11/23/2020
Use the left and right arrow keys to navigate the presentation forward and backward respectively. You can also use the arrows at the bottom right of the screen to navigate with a mouse.
FAIR USE ACT DISCLAIMER: This site is for educational purposes only. This website may contain copyrighted material, the use of which has not been specifically authorized by the copyright holders. The material is made available on this website as a way to advance teaching, and copyright-protected materials are used to the extent necessary to make this class function in a distance learning environment. The Fair Use Copyright Disclaimer is under section 107 of the Copyright Act of 1976, allowance is made for “fair use” for purposes such as criticism, comment, news reporting, teaching, scholarship, education and research.

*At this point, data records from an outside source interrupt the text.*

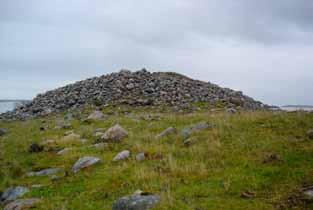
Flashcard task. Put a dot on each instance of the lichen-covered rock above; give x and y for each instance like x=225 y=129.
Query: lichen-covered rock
x=310 y=134
x=137 y=202
x=2 y=131
x=22 y=204
x=35 y=148
x=84 y=163
x=140 y=157
x=114 y=134
x=64 y=151
x=166 y=132
x=139 y=88
x=13 y=193
x=96 y=115
x=45 y=172
x=122 y=155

Missing data causes both technical data processing and statistical challenges in regression analysis.
By creating a framework for different kinds of missing data, we have some mathematical tools for understanding how it will affect our analysis.
Certain kinds of missing data are harder than others to treat mathematically – at times, we won't have good tools for filling missing data values, or treating the implicit bias therein.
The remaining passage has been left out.